Yeah, I tend to think of that one as firing a BB at an engine block. But, then there are the episodes where someone points a phaser at the warp core and goes all "neener neener neener, I'll kill us all."
 
The core is always under energetic conditions that make a mere phaser beam seem inconsequential by comparison. Seems to me that in order to be able to handle the entire power generation of the ship in one little "node," it's gotta be so heavily shielded that no hand weapon could even scratch the paint.

So maybe that's the only place to test the rifle where you don't have to worry about what happens if you miss?

That's a very good idea, except it doesn't explain how Korris in "Heart of Glory" was able to pose a threat by aiming his disruptor at the warp core. (Although technically he was aiming it at the injector shaft rather than the actual reactor, since the director thought it would be cooler to have him up high so he could fall down a few stories, never mind that it directly contradicted the spoken dialogue.)
 
The core is always under energetic conditions that make a mere phaser beam seem inconsequential by comparison. Seems to me that in order to be able to handle the entire power generation of the ship in one little "node," it's gotta be so heavily shielded that no hand weapon could even scratch the paint.

So maybe that's the only place to test the rifle where you don't have to worry about what happens if you miss?
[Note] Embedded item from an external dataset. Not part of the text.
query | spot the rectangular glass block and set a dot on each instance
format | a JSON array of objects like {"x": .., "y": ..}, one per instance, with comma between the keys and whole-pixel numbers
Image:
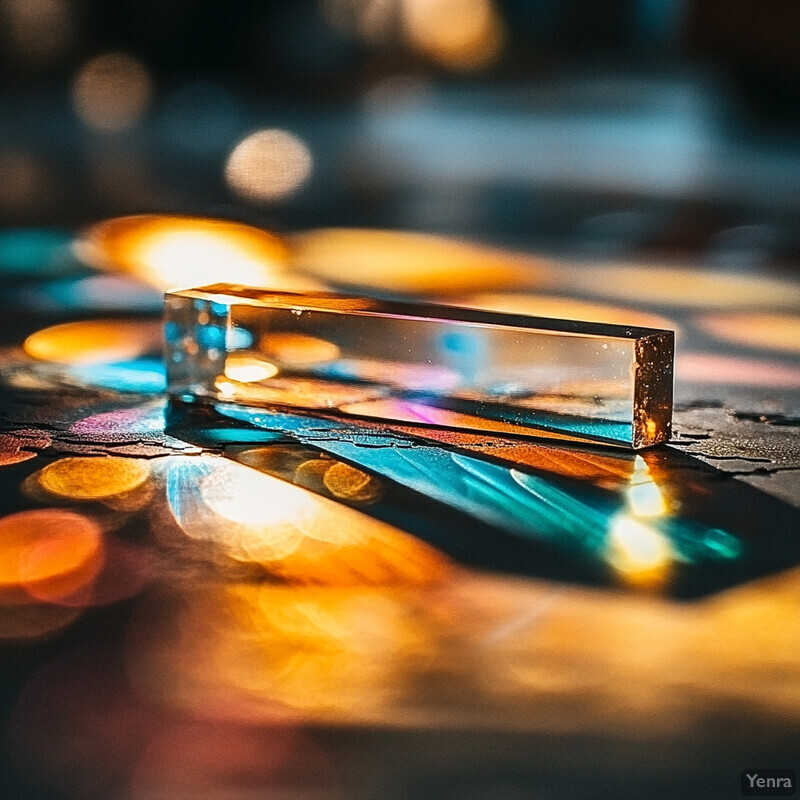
[{"x": 421, "y": 363}]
That's a very good idea, except it doesn't explain how Korris in "Heart of Glory" was able to pose a threat by aiming his disruptor at the warp core. (Although technically he was aiming it at the injector shaft rather than the actual reactor, since the director thought it would be cooler to have him up high so he could fall down a few stories, never mind that it directly contradicted the spoken dialogue.)
Well, all we REALLY know is that Korris THOUGHT he was threatening the ship.

But maybe... just MAYBE... it wasn't as big of a risk as he was making it out to be.

After all... Picard didn't see any reason to try to separate the ship or eject the core or whatever, did he?

(Watching my neurons doing backflips!)
 
I rather doubt anything Picard could have done would have been quicker than Korris' reflexes...

Anyway, there were instances where VOY heroes and villains resorted to pointing a hand phaser at that ship's vertical warp power thingamabob, too, and people around them were scared stiff.

One might speculate, on the lines of Cary's backflips, that LaForge and Data set up containment forcefields before starting their experiment. After all, this location has been shown to be well equipped for producing forcefields - Wesley's warp bubble is projected in there, too. And the internal security/safety fields in this room might be better than anywhere else.

Also, while that location looks like a monitoring station, it could just as well be primarily intended as a workshop. There are monitors galore in the area closer to the reactor, after all. The spacious room here could have been designed from the start for heavy repairs on major warp core components, and thus lavishly equipped with field projectors, tractor beam manipulators, analysis devices and whatnot.